La DanseJean-Baptiste Carpeaux
Musee d'Orsay
A word
As you might imagine, I was unable to access adequately the internet and was unable to post my final days in Paris. I have included a number of pictures that journal for you the places visited and the visions embraced.
My beloved family and I relished and exhausted each and every day in Paris. We delighted in a Bastille Eve soiree with the beloved Lynch family in The Marais neighborhood, the fourth arrondisement. The Bastille Day celebration certainly helped usher in a marvelous week of touring Paris. We even ventured outside of Paris for a day's trip to and from the stunning Mont St.
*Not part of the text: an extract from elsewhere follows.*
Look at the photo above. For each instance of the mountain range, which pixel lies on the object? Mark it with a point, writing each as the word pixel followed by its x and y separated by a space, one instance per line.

Michel. The days minutes and miles were sewn together by countless trips on the incredible Metropolitain and a pied by foot.
Day by day, we gathered the visions of Paris and France into our minds and our lives. Like a quilt, the varied fabrics of monument, sculpture, bridge, river, cafe, stair, tower, stone, and street, pieced together became the journey for us all. The many sights climbing into the sky: La Tour Eiffel, Basilique du Sacre-Couer, L'Arc de Triomphe, La Grande Arche, La Tour Montparnasse, La Tour St. Jacques and the pictures closer to the ancient Parisian earth: Le Pont St. Michel, La Rive Seine, La cimetiere du Pere Lachaise, Notre Dame, les jardins, la vieille terre sous la vieille cite, fold one over the other in a landscape that is old and modern, haunting and inspiring, quiet and yet ever telling her story.
And though I believed I absorbed wholly the known and still mysterious city of Paris, I am certain that I grasped only the edge, the magenta and silken piping, of her gloriously quilted life, ever pulling itself out, adding a new color and texture, and being resewn into the rich, starry, and pulse beating town.
A thought
"Le plus important est invisible."
What is most important is invisible.
I have been back in the States for a week now and am still recuperating from the voyage a Paris. This place where you have graciously joined me has been a touchstone for my days and an essential space to reflect. The time in Paris was magical in so many ways, as my daily journals detail. The time was also very much a challenge. Paris is the city of bright lights, golden spires, winding river, bidding gardens, colored shades, crossed bridges, and narrow streets that altogether inspire awe and romance. Paris is also a bonne ville a good city where a different language is spoken and, not only, her unique culture abides. The city is one that beckons me to return, yet I am more aware now of what this particular journey demands.
Antoine de Saint Exupery's character of the little prince shares that "What is most important is invisible." All the classes attended, the visions captured, the friendships renewed and made, the pictures noted, and the conversations in French feebly attempted are not adequate to express fully what exactly happens on a journey away from the familiar. Some homeplace within and a young girl living there is asked to grow up, and grow up in those ways mostly that are painful and require a very palpable intentionality. This stretching demands a daily setting free those seeming realities of control, appearance, knowing, and expectation. This kind of acceptance is down right difficult. Yet walking along this new road of unknowing, so much that is unseen, even invisible, introduces herself, even bears a new way unmapped and mysterious, finally seen and at last attempted.
A hope
"Toutes les grandes personnes ont d'abord ete des enfants."
All grown-ups were children first.
May we all remember the precious words of beloved Antoine de Saint-Exupery's little prince.
May we welcome the moments of unknowing, risk, vulnerability, wonder, watchfulness, reception, and discovery that offer us the life of always being made new.